Kugu K, Kohda K, Taketani Y, Mizuno M
Department of Obstetrics and Gynecology, Faculty of Medicine, University of Tokyo, Japan.
Arch Gynecol Obstet. 1989;244(3):157-62. doi: 10.1007/BF00931293.
The actions of danazol on the release of gonadotropins and prolactin (PRL) were investigated by using a culture of rat anterior pituitary gland cells. The addition of danazol in the range between 10(-9) M and 10(-5) M elevated the levels of follicle-stimulating hormone (FSH) in a dose-dependent manner. Danazol at 10(-5) M caused a 70% increase in FSH levels over the control. The intracellular contents of FSH was also increased by danazol, suggesting its stimulatory effect on both the synthesis and release of FSH. Danazol had no effect on the release of luteinizing hormone (LH). Danazol diminished the sensitivity of gonadotrophs to luteinizing hormone-releasing hormone (LHRH) in that the LHRH-induced release of both FSH and LH was suppressed. The amount of PRL released into medium was decreased by danazol in a dose-dependent way.
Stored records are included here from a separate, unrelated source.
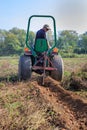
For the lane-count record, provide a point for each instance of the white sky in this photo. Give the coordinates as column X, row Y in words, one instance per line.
column 69, row 14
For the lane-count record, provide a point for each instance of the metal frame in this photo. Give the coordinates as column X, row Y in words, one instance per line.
column 28, row 29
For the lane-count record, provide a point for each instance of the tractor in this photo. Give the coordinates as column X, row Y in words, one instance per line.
column 48, row 62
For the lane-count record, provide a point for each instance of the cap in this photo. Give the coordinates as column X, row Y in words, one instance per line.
column 46, row 26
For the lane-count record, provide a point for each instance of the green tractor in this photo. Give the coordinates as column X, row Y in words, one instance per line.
column 48, row 62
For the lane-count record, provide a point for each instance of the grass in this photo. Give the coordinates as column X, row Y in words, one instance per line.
column 21, row 106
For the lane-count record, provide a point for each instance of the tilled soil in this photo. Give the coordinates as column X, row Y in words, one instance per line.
column 71, row 109
column 33, row 106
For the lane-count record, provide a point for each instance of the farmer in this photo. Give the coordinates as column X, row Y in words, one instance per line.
column 41, row 34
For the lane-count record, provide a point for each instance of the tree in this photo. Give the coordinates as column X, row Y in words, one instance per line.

通过使用大鼠垂体前叶腺细胞培养物,研究了达那唑对促性腺激素和催乳素(PRL)释放的作用。在10^(-9)M至10^(-5)M范围内添加达那唑,以剂量依赖的方式提高了促卵泡激素(FSH)的水平。10^(-5)M的达那唑使FSH水平比对照增加了70%。达那唑还增加了FSH的细胞内含量,表明其对FSH的合成和释放均有刺激作用。达那唑对促黄体生成素(LH)的释放没有影响。达那唑降低了促性腺细胞对促黄体生成素释放激素(LHRH)的敏感性,因为LHRH诱导的FSH和LH释放均受到抑制。达那唑以剂量依赖的方式减少了释放到培养基中的PRL量。